The rituals and catechetical material of the Way’s evangelizers are pre-packaged in Europe and they are then imposed on other cultures, with no dialogue considered necessary or advisable. This inhibits the inculturation process. Culturally insensitive methods to express community bonding are encouraged. Thus the hugging that may be characteristic of, and acceptable in, contemporary charismatic Western communities is markedly offensive in other cultures. For example, in Melanesian countries within the South Pacific, this form of public ‘joyful’ expression is taboo outside very narrowly defined social boundaries. Furthermore, I see no concerted attempts among the Way’s evangelizers to prepare themselves for work in cultures so different from their own. Simple trust in the Holy Spirit is no substitute for the serious cultural openness and respect for diversity, discernment and pastoral competence that Paul VI considers essential for inculturation. The Way also exemplifies fundamentalist qualities. Its followers are not prepared to dialogue with people questioning their pastoral assumptions and methods; they have the truth, so dialogue is unnecessary.

RELIGIOUS LIFE COMMITMENT VERSUS THE WAY

A religious is one who is called by God for a mission of faith/justice service. He/she is to respond freely and totally to the Gospel by witnessing within a Church-approved community that is constantly striving to be formed by Christ and in his vision. By ‘Church-approved community’ we mean that the Church acknowledges the gospel authenticity of the founding insight; members commit themselves exclusively to live out that insight under the legitimate authority of the group, not that of another congregation or group. And that authority must be used collaboratively, that is, individuals need to be consulted and, as far as is possible, to be encouraged to participate in all decision-making processes. Anything that interferes with this exclusive commitment to the charisms of religious life and the congregation, no matter how good it might be in itself – such as, for example, a particular form of spirituality, a type of community life – is contrary to the original offering made by the religious to the Lord and his Church.
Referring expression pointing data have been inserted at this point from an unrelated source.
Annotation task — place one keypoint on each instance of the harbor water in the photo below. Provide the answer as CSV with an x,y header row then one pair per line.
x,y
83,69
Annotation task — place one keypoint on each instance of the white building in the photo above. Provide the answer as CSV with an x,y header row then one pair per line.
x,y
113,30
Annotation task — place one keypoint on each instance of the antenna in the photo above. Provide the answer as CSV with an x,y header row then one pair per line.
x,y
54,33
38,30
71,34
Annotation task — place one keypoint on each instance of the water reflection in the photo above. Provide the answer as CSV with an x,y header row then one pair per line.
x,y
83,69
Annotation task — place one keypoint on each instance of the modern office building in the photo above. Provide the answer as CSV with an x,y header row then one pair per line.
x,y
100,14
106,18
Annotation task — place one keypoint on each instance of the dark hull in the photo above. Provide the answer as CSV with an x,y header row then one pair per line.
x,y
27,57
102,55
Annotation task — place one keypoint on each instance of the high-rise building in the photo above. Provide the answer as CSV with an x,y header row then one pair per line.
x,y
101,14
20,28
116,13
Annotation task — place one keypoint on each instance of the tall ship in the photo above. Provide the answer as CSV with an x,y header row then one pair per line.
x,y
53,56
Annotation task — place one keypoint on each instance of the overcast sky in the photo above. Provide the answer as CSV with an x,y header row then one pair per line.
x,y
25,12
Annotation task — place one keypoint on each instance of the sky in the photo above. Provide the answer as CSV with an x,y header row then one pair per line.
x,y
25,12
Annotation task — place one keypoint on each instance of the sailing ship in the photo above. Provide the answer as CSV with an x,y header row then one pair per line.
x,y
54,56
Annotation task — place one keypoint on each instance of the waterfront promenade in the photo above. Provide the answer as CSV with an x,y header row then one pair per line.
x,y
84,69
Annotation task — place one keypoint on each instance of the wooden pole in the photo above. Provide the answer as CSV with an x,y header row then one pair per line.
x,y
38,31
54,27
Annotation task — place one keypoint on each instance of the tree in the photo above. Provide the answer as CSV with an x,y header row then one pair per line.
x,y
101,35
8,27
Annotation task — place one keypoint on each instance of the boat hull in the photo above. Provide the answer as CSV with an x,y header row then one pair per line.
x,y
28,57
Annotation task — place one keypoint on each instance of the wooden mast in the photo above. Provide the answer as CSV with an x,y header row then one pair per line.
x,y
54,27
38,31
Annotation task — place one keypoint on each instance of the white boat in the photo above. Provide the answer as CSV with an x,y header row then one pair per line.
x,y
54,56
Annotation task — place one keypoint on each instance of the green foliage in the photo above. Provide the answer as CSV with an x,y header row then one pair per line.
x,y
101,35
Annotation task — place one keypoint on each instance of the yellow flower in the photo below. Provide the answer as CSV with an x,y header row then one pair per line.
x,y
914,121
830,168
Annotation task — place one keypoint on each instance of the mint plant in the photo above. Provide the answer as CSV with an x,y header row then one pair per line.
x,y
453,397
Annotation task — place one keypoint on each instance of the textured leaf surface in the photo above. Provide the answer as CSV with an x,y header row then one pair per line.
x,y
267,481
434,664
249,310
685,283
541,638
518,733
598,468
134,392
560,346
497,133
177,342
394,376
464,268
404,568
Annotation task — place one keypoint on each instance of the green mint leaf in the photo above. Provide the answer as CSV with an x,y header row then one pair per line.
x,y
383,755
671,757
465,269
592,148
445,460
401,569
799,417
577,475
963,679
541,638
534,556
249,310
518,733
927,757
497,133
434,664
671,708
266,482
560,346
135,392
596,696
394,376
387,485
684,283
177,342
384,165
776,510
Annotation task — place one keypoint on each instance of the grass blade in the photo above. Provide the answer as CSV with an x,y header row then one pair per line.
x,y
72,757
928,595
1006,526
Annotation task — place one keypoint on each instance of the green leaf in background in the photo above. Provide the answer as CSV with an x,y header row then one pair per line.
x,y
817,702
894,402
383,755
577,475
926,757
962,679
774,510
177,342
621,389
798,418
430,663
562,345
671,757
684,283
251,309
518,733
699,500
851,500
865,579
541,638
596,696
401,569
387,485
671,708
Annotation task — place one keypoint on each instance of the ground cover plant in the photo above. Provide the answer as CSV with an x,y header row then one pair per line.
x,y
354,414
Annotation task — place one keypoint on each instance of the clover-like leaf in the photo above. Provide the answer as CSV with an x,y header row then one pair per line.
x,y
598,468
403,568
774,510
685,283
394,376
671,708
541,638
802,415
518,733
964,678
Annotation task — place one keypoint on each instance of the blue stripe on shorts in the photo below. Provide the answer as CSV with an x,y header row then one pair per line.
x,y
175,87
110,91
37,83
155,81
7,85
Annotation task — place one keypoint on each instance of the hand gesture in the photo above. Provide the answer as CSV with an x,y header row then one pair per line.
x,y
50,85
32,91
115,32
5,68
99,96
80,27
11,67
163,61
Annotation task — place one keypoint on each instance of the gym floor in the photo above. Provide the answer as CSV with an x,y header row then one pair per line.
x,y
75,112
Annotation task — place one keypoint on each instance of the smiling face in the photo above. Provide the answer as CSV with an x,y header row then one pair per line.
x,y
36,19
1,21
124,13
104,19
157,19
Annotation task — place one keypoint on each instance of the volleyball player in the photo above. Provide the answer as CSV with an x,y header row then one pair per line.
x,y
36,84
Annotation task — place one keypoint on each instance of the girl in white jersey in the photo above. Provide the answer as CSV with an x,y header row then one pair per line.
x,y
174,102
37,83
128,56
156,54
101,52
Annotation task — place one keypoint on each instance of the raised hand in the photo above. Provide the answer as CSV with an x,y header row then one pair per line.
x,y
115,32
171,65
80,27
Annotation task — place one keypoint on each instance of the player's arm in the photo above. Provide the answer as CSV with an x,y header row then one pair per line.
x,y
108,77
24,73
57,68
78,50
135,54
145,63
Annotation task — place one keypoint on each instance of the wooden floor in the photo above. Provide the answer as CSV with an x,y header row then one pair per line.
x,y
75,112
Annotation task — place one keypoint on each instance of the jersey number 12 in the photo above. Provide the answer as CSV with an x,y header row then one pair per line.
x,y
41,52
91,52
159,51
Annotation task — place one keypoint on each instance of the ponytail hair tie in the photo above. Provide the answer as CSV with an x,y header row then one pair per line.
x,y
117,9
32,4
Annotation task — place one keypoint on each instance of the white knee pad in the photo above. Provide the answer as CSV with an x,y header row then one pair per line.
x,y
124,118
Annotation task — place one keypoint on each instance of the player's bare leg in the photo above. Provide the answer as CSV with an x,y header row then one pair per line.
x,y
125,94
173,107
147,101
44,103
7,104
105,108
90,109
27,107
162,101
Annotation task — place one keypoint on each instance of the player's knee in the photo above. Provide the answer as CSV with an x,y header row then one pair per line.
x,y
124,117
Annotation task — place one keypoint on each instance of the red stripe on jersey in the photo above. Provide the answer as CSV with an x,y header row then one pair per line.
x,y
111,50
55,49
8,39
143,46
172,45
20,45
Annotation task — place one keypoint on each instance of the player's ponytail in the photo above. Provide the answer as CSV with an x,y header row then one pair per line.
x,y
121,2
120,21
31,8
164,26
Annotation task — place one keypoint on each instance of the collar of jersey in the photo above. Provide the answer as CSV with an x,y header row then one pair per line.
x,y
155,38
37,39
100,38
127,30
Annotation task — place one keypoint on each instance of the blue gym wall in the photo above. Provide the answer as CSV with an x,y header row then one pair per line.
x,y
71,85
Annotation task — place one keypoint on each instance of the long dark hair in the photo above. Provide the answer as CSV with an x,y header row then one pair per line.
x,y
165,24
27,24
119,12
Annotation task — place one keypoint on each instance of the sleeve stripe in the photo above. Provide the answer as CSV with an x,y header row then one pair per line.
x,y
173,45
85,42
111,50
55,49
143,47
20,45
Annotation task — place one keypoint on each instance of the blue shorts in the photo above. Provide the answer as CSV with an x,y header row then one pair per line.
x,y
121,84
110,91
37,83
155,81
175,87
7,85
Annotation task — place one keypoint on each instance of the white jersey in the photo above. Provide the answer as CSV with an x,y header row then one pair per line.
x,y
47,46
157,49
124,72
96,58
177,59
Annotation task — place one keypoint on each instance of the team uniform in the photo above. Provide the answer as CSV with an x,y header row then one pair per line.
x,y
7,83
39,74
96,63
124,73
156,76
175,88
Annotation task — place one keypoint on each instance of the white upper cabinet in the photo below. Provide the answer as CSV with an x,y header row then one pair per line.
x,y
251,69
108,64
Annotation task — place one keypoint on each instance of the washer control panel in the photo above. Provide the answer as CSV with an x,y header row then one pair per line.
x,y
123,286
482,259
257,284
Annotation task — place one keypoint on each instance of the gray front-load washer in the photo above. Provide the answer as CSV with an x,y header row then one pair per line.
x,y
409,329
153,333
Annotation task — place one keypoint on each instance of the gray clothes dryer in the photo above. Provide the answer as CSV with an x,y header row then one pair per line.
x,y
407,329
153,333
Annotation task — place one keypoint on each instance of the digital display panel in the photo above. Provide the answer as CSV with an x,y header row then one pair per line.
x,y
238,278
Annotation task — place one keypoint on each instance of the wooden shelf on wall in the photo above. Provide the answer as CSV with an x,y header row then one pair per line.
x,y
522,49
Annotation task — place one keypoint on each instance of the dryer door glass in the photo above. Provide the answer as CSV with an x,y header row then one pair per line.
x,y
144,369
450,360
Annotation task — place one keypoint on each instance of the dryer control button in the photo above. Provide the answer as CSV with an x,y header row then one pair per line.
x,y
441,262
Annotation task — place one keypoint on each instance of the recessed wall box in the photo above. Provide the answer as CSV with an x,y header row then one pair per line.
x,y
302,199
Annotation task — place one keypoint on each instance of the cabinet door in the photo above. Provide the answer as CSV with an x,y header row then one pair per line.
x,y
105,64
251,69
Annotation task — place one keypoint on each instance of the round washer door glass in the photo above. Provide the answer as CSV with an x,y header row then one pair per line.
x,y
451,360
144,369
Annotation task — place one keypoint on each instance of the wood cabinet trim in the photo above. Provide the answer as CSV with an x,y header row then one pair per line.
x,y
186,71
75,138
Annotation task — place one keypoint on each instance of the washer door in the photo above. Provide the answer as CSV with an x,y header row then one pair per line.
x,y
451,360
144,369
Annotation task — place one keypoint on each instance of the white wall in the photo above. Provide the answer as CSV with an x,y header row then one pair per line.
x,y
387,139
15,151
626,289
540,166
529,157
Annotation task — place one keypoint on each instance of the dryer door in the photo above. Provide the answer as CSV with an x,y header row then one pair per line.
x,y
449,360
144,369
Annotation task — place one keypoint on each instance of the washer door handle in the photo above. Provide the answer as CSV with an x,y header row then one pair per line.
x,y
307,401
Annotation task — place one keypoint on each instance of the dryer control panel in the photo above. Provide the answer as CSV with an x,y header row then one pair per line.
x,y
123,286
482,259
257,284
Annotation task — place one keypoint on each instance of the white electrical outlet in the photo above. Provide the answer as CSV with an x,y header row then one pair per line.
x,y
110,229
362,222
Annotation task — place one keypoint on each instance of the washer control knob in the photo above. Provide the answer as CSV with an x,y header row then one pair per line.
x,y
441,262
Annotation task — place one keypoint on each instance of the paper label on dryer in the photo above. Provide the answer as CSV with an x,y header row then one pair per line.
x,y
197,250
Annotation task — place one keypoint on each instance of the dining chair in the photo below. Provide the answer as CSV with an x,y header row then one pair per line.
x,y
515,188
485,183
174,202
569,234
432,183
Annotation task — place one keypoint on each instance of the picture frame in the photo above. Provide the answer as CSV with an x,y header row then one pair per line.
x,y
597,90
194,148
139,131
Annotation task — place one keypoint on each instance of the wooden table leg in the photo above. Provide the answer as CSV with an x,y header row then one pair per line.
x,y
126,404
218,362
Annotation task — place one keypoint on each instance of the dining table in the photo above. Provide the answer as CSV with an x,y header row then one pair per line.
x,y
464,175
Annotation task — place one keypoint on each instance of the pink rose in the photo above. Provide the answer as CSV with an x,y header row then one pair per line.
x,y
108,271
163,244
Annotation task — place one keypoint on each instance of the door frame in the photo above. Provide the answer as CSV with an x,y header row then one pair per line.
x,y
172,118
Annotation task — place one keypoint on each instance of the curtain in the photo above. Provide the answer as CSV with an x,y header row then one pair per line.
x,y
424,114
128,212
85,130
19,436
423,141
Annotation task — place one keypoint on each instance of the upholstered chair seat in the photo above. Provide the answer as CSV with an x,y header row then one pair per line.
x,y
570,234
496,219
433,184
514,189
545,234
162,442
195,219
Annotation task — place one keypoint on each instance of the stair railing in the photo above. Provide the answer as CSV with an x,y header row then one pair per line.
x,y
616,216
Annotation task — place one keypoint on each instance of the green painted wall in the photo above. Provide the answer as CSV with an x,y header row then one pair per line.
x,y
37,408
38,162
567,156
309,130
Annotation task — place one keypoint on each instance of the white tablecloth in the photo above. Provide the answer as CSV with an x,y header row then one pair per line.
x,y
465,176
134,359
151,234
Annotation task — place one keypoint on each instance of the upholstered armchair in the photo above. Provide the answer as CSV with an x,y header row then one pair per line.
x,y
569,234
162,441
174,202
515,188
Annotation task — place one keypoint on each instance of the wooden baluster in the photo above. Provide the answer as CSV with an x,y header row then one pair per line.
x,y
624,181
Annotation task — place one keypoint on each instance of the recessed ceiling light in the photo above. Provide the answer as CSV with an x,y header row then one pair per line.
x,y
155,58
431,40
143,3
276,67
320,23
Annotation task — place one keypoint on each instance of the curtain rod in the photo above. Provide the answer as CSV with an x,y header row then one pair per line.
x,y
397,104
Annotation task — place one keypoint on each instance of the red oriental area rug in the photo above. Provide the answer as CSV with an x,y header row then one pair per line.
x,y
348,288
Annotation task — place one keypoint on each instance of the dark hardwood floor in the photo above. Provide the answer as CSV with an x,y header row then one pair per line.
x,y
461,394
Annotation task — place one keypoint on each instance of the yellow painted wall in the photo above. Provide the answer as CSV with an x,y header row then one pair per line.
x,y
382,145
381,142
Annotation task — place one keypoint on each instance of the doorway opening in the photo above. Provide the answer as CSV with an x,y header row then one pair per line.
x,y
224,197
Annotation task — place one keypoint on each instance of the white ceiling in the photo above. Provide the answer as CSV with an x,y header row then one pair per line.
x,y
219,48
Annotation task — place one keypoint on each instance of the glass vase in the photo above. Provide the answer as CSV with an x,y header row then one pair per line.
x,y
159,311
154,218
Should a religious become a fulltime member of the Way without restrictions, I believe that he/she has equivalently opted out of the congregation, because the Way demands unconditional loyalty to its vision and authority structure. The fact is that a religious cannot be committed to two organizations simultaneously, each demanding of its followers total commitment. It would be equivalent to attempting to be a Marist and a Jesuit at the same time!

From the standpoint of mission and spirituality religious must struggle to be prophetically at the cutting edge of the Gospel and cultures. That is their primary task. They cannot escape the mission of faith/justice to the world. They exist to challenge the world and the Church to be true to the values and vision of Christ. Religious, if they are to be prophetic, must, however, be specialists in inculturating the Gospel. But, since the catechetical methods and assumptions of the Way fundamentally conflict with the requirements of inculturation, religious cannot be unconditionally involved with the Way. Religious life, contrary to the sect-like qualities of the Way, stands for universality and a critical openness to the world.

SUMMARY

In brief, a religious congregation, if it is to be true to the charism of religious life, must not become a sect, nor can it support sect-like activities in other groups. Neither can a congregation be acting authentically if it is not committed to the faith/justice mission of Christ. Inculturation is integral to that mission. The Neo-Catechumenate in practice does not accept this apostolic vision and openness, as clarified by Vatican II and further insisted on by subsequent ecclesial social teaching. Therefore, congregational leaders to safeguard the integrity of the charisms of their community, and to support prophetically the integral vision of Christ to the world, cannot allow their religious to be uncritically involved in the Way movement.